When I have attempted to cook, things often go wrong. One Thanksgiving, I mistakenly used a meat tenderizer hammer instead of a potato masher when making mashed potatoes. And, worse, on another occasion, I was — thankfully — stopped just short of using a rectal thermometer instead of a meat thermometer.
I have excused my lack of cooking skills for most of my life by saying that my taste in food is rather poor, and my natural gifts in the kitchen have proved limited.
“Tell them how you make a grill cheese sandwich,” Steve will say.
Many years ago, I offered to make him a grilled cheese sandwich, and he watched me prepare one for each of us without saying a word. I soon learned that putting two pieces of bread in the toaster and then microwaving them with a cheese slice in the middle is not how to make a grilled cheese.
Experiences such as these seem to suggest it is not likely that I will become a great cook.
And yet, despite not having a sophisticated food palate and being squeamish about foods like hummus, kimchi, and natto, my attraction to hunting as an adult came from an interest in learning more about procuring wild game for the table.
Looking back, it seems like my lifelong denial of being a gourmet or a cook may be one of those unsolicited denials that reveals a true interest. Much like Shakespeare’s line “the lady doth protest too much” describes how overblown protestations reveal their opposite.
Closer to the truth is that I have enjoyed time in the kitchen watching others cook. I remember watching a friend “whip up a meal” one night. I was told not to help, possibly for the reasons mentioned above. But, I was allowed to sit on a stool and watch, and it was quite the show.
We talked as she assembled pots and pans, cutting boards and bowls, knives and spatulas. There was a rhythm to her movement as she chopped, tossed, and stirred. All of her work in the kitchen was from muscle memory, and I marveled as she broke down meat and vegetables, pulled spices from the shelves, mixed and poured.
After an hour, it looked like a brown bear had wrecked the kitchen before weasels worked it over. Everything I had put in its place was out on the counter and in play. My friend had never stopped to put anything away. Even when we took a break for everything to cook, it seemed that some magic had occurred and was not yet over.
Another friend once told me that her enjoyment of hunting had as much to do with cooking as it did with her love of the outdoors. Her hunt began and ended in the kitchen, where she prepared meals for camp, put away game meat, and always created something more than food.

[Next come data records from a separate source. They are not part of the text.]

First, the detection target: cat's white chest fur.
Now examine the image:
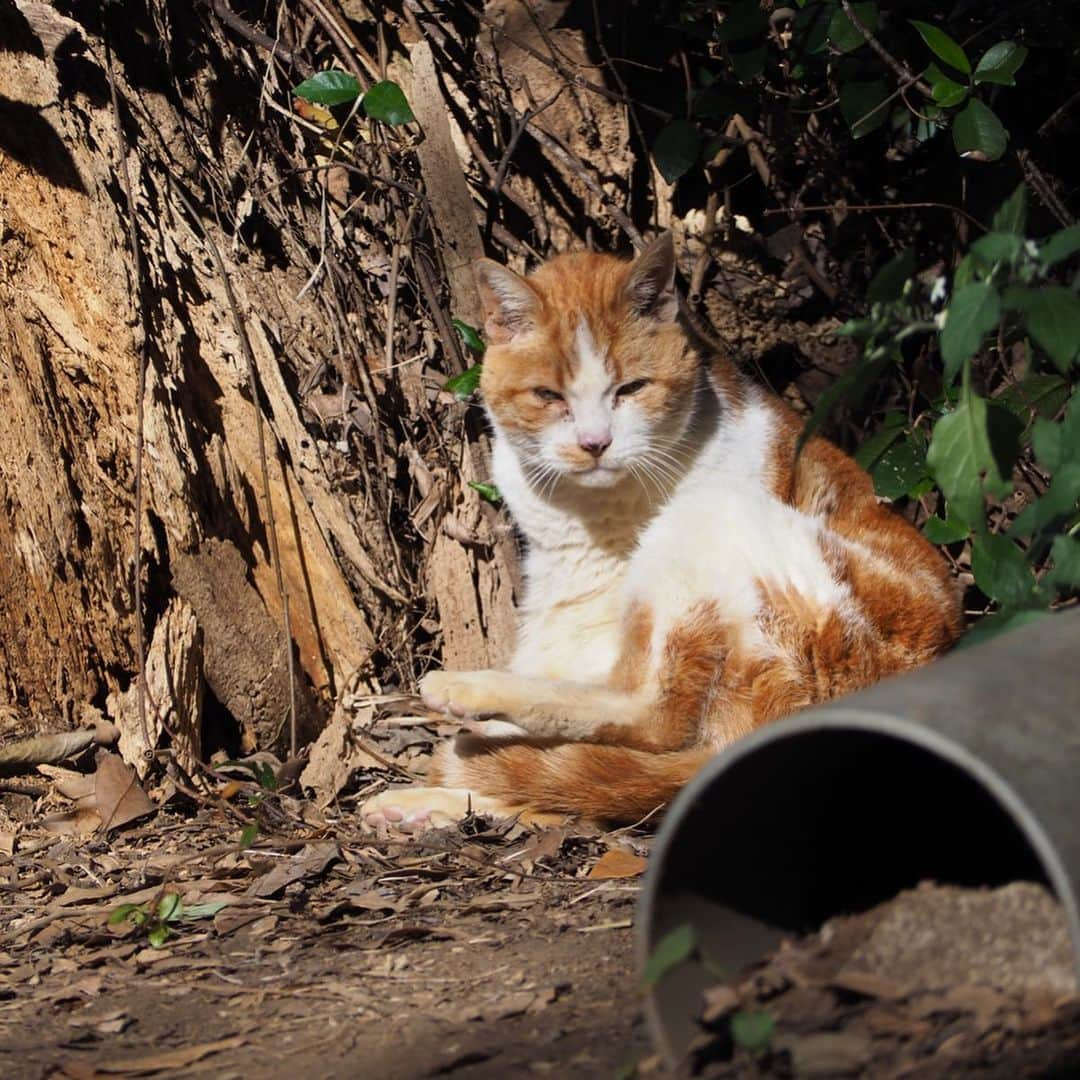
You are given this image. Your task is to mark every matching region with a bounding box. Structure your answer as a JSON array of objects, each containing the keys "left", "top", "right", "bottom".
[{"left": 494, "top": 401, "right": 849, "bottom": 683}]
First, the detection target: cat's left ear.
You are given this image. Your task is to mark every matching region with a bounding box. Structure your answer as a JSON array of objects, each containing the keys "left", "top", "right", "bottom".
[{"left": 625, "top": 232, "right": 678, "bottom": 323}]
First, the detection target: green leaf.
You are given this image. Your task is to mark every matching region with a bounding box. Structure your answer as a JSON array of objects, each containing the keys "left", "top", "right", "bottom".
[
  {"left": 293, "top": 71, "right": 360, "bottom": 105},
  {"left": 731, "top": 1009, "right": 777, "bottom": 1054},
  {"left": 953, "top": 97, "right": 1009, "bottom": 161},
  {"left": 971, "top": 232, "right": 1024, "bottom": 267},
  {"left": 716, "top": 0, "right": 769, "bottom": 41},
  {"left": 909, "top": 18, "right": 971, "bottom": 75},
  {"left": 652, "top": 118, "right": 701, "bottom": 184},
  {"left": 956, "top": 609, "right": 1049, "bottom": 649},
  {"left": 930, "top": 76, "right": 969, "bottom": 109},
  {"left": 922, "top": 515, "right": 969, "bottom": 543},
  {"left": 971, "top": 532, "right": 1035, "bottom": 608},
  {"left": 828, "top": 2, "right": 878, "bottom": 53},
  {"left": 797, "top": 353, "right": 895, "bottom": 451},
  {"left": 728, "top": 45, "right": 766, "bottom": 83},
  {"left": 973, "top": 41, "right": 1027, "bottom": 86},
  {"left": 840, "top": 79, "right": 890, "bottom": 138},
  {"left": 252, "top": 761, "right": 278, "bottom": 792},
  {"left": 1039, "top": 225, "right": 1080, "bottom": 267},
  {"left": 1004, "top": 285, "right": 1080, "bottom": 375},
  {"left": 854, "top": 413, "right": 904, "bottom": 469},
  {"left": 158, "top": 892, "right": 184, "bottom": 922},
  {"left": 183, "top": 900, "right": 226, "bottom": 920},
  {"left": 443, "top": 364, "right": 484, "bottom": 402},
  {"left": 1009, "top": 461, "right": 1080, "bottom": 537},
  {"left": 450, "top": 319, "right": 486, "bottom": 353},
  {"left": 1031, "top": 417, "right": 1065, "bottom": 472},
  {"left": 146, "top": 922, "right": 170, "bottom": 948},
  {"left": 642, "top": 922, "right": 698, "bottom": 989},
  {"left": 941, "top": 281, "right": 1001, "bottom": 382},
  {"left": 364, "top": 80, "right": 416, "bottom": 124},
  {"left": 927, "top": 392, "right": 1021, "bottom": 529},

For her, hunting was part of the joy of cooking in its purest sense — actively perceiving and participating in where her food came from and expanding those moments in the kitchen to include all of the greatness of nature.
When I sat down to write a column, I thought about New Year’s resolutions for hunters. I haven’t spent a lot of time on resolutions myself, but like many people, I think about what practical improvements I can make to say, be healthier, more organized.
As a hunter, I might resolve to get in better shape, practice shooting more, perhaps invite a new hunter along, or go hunt wild turkey.
But, this New Year, I find myself pretty pummeled by the old year, and I don’t want to beat myself up with a list of what I need to do better or more. That form of self-aggression doesn’t motivate me when it comes down to deciding in the moment.
Instead of thinking about what is wrong with me that I need to change or task myself with, I thought of what inspires me.
If I look at the moments between the significant events in my life or when I am already happy and fulfilled, I think of day-to-day living and hunting with a family of bird dogs and Steve. We’ve celebrated these moments together in photos and words for years.
Since we have time during Steve’s recovery from open-heart surgery and everything in the kitchen weighs less than ten pounds, I figure it’s a great opportunity for me to pull out the wild game cookbooks and begin to nurture my meager abilities.
Rigby agrees that it’s better to celebrate than resolve, especially when it comes to food.